Ed Molyneux, CEO of FreeAgent, which makes software for for freelancers and small businesses, said: “Once again, the government is making the unfair assumption that many of these people are ‘fake’ self employed workers who do not pay their fair share of tax, which is simply not the case.”
Neil Greene, Senior Consultant at HRC Recruitment, said: “The Chancellor stopped short of introducing IR35 reforms across the private sector today, limiting its application to large and medium-sized organisations.
“While the changes won’t come into effect until 2020, there now needs to be a conversation in the private sector about how it will accommodate the amended legislation – particularly among big, multinational companies which often employ large numbers of contractors in the UK.
“In some ways, they may be able to take their lead from how public sector organisations reacted to the reforms’ introduction years ago and take measures ahead of the 2020 deadline.”
Chas Roy-Chowdhury, head of taxation at the Association of Chartered Certified Accountants: “It is right for the Chancellor to target those who take on work through a private company when they should actually be treated as employees and pay the appropriate national insurance contributions, both the employer and employee.
“However, opinion on whether the public sector IR35 rules are really working is sharply divided, and implementation from 2019 (alongside Brexit) is something that business groups have begged the Chancellor to avoid, so it’s disappointing to see this measure brought forward so soon.
“But these new rules should be accompanied by clear guidance and a pragmatic approach from HMRC so that those who are genuinely self-employed are not penalised and put off setting up in business. The UK urgently needs entrepreneurs and this should not be a roadblock to start-ups and existing businesses.”
VAT and Apprenticeship Levy
SMES welcomed Mr Hammond’s other moves for the sector, including the decision to freeze the £85,000 turnover threshold for VAT registration until 2022.
Mr Cherry at the FSB said it and other measures, including halving the SME share of the apprenticeship levy from 10% to 5% and refusing calls to abolish entrepreneurial tax relief, showed the Chancellor was “now listening to the small business community”.

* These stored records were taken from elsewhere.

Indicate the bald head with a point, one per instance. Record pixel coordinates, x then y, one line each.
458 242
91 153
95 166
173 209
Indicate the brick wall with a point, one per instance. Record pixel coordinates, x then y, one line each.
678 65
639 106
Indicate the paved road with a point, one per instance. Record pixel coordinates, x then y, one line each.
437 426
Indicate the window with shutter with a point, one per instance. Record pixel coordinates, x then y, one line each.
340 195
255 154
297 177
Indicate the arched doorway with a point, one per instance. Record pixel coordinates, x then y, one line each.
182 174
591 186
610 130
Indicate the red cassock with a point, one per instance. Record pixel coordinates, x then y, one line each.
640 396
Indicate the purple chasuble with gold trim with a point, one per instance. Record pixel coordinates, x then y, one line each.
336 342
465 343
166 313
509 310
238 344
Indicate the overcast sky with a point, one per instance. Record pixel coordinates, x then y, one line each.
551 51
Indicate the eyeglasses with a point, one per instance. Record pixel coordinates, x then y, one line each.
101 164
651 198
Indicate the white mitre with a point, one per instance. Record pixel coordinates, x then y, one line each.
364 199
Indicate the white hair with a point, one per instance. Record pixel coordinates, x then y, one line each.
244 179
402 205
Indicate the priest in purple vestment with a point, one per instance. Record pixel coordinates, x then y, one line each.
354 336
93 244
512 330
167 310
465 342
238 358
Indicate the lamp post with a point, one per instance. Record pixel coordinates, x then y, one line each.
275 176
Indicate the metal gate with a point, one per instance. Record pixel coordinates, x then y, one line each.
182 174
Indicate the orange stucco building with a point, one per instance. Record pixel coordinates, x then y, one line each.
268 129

Annual investment allowance and rates
There was also a welcome from the British Chambers of Commerce at the increase in the annual investment allowance to £1 million – one of the BCC’s core asks in its pre-judgement submissions to the Chancellor.
“This announcement will provide a major enticement for firms to invest and grow,” Suren Thiru, head of economics at the BCC, said.
The well-flagged support on business rates also drew plaudits from the SME sector.
The FSB said that small businesses on the high street that cannot get Small Business Rate Relief “will be delighted with the significant discount for the next two years, which on average will help these businesses to the tune of almost £2,000 each, but potentially up to about £16,000 off small businesses facing the biggest bills.
The changes apply to England and the Scottish government, which is responsible for business rates north of the border, will need to consider how to respond.